Cruzeiro registra hantavírus da cepa Andes, única transmissível entre humanos

Um caso de hantavírus da cepa Andes foi confirmado a bordo de um cruzeiro, trazendo à tona preocupações globais por ser a única conhecida por permitir transmissão entre humanos.

Autoridades de saúde confirmaram a presença de hantavírus em um cruzeiro que navegava pela África do Sul, com diagnóstico associado à cepa Andes. Diferentemente das demais variantes, essa é a única capaz de transmissão entre humanos, o que eleva o nível de preocupação diante da possibilidade de propagação em ambientes fechados e com grande circulação de pessoas.

Cepa Andes e transmissão entre humanos

A cepa Andes do hantavírus é a única conhecida por ser transmissível entre humanos, diferentemente das outras variantes que se limitam a transmissões de roedores para humanos.

Essa característica a torna particularmente preocupante em ambientes fechados, como navios de cruzeiro, onde o contato próximo entre pessoas é inevitável.

O caso de um passageiro do cruzeiro evacuado para a África do Sul, onde foi identificada a cepa Andes, reforçou a preocupação com a transmissão.

Autoridades de saúde estão monitorando de perto os casos e realizando testes para confirmar a presença do vírus, enquanto medidas de quarentena são implementadas para evitar a disseminação.

Além disso, a Organização Mundial da Saúde (OMS) está colaborando com as autoridades locais para investigar o surto e fornecer suporte técnico.

A cepa Andes foi identificada inicialmente na América do Sul, e sua presença em um cruzeiro internacional ressalta a importância de vigilância contínua e preparação para surtos semelhantes.

Especialistas em saúde pública enfatizam a necessidade de protocolos rigorosos de higiene e controle de infecções em ambientes de alto risco para minimizar a propagação do vírus.

A educação dos passageiros e tripulação sobre os sintomas e formas de transmissão do hantavírus é crucial para a detecção precoce e tratamento adequado.

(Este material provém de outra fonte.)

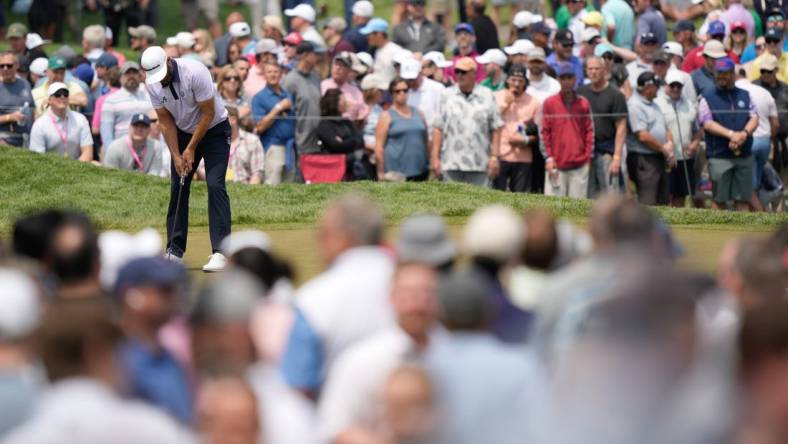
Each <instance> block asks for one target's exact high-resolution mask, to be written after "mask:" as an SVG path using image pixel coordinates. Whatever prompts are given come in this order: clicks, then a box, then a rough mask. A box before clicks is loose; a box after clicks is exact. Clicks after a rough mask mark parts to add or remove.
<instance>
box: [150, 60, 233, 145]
mask: <svg viewBox="0 0 788 444" xmlns="http://www.w3.org/2000/svg"><path fill="white" fill-rule="evenodd" d="M173 62H174V63H173V68H174V71H173V76H172V83H171V84H170V85H169V86H167V87H163V86H161V83H156V84H154V85H148V84H147V83H146V84H145V89H147V90H148V94H149V95H150V102H151V104H152V105H153V108H154V109H161V108H166V109H167V111H169V112H170V114H172V116H173V118H174V119H175V126H177V127H178V129H179V130H181V131H183V132H185V133H189V134H193V133H194V130H195V129H196V128H197V122H198V121H199V120H200V107H199V105H198V103H199V102H204V101H206V100H208V99H213V108H214V112H215V113H214V116H213V121H211V124H210V125H209V126H208V128H209V129H210V128H213V127H214V126H216V125H217V124H219V123H221V122H222V121H224V120H226V119H227V110H226V109H225V108H224V101H223V100H222V98H221V96H219V94H218V93H217V92H216V86H215V85H214V83H213V78H212V77H211V72H210V71H208V68H206V67H205V65H203V64H202V63H200V62H197V61H194V60H189V59H183V58H181V59H173Z"/></svg>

Perfil dos passageiros e tripulação a bordo

O cruzeiro MV Hondius reunia passageiros e tripulantes de diferentes nacionalidades quando o surto de hantavírus foi identificado a bordo.

Segundo a Organização Mundial da Saúde (OMS), 147 pessoas estavam no navio, entre viajantes e equipe, representando 23 países.

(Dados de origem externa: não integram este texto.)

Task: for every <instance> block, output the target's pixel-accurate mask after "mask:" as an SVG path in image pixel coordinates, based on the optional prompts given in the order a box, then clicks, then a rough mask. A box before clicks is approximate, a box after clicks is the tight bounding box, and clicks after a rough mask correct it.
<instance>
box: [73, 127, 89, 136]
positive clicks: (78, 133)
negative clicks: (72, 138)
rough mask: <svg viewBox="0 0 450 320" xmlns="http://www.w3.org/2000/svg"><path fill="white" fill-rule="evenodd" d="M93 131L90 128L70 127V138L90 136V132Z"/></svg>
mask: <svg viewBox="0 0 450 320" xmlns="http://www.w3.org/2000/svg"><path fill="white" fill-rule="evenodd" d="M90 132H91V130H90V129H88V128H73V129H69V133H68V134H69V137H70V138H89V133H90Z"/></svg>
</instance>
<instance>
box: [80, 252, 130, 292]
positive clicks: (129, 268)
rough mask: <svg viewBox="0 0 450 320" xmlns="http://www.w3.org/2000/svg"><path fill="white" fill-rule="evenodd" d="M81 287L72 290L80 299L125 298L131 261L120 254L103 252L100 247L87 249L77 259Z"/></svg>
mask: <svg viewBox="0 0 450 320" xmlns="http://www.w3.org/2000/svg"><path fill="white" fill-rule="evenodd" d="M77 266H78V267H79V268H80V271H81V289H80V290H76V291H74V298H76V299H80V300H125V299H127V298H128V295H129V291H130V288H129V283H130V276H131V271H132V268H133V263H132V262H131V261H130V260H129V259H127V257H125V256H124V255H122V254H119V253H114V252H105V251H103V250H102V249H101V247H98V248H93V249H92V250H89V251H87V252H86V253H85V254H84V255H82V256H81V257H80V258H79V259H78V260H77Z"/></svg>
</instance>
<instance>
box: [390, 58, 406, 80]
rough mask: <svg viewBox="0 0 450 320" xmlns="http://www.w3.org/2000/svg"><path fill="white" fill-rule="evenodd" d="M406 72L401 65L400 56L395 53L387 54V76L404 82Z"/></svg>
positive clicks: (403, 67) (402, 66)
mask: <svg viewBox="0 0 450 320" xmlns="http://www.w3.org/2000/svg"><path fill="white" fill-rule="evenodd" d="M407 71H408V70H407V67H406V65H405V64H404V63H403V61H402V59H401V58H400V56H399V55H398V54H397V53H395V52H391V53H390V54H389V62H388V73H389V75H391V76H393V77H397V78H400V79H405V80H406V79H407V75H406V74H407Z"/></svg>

Entre os passageiros, 88 eram de 15 países, incluindo 19 do Reino Unido, 17 dos Estados Unidos, 13 da Espanha e oito da Holanda. A presença de um passageiro argentino também foi confirmada.

Por sua vez, a tripulação era composta por 61 indivíduos de 12 países, com uma predominância de 38 filipinos, além de representantes de nações como Ucrânia, Holanda e Reino Unido.

O perfil diversificado dos ocupantes do navio reflete a natureza internacional das viagens de cruzeiro, que frequentemente atraem turistas de várias partes do mundo.

Essa diversidade, no entanto, também representa um desafio adicional no controle de surtos, dada a variedade de línguas e culturas que podem influenciar a comunicação e a implementação de medidas de saúde.

As autoridades de saúde e a operadora do cruzeiro, Oceanwide Expeditions, estão trabalhando em conjunto para garantir que todos os passageiros e tripulantes recebam as informações e cuidados necessários, respeitando as diferenças culturais e linguísticas.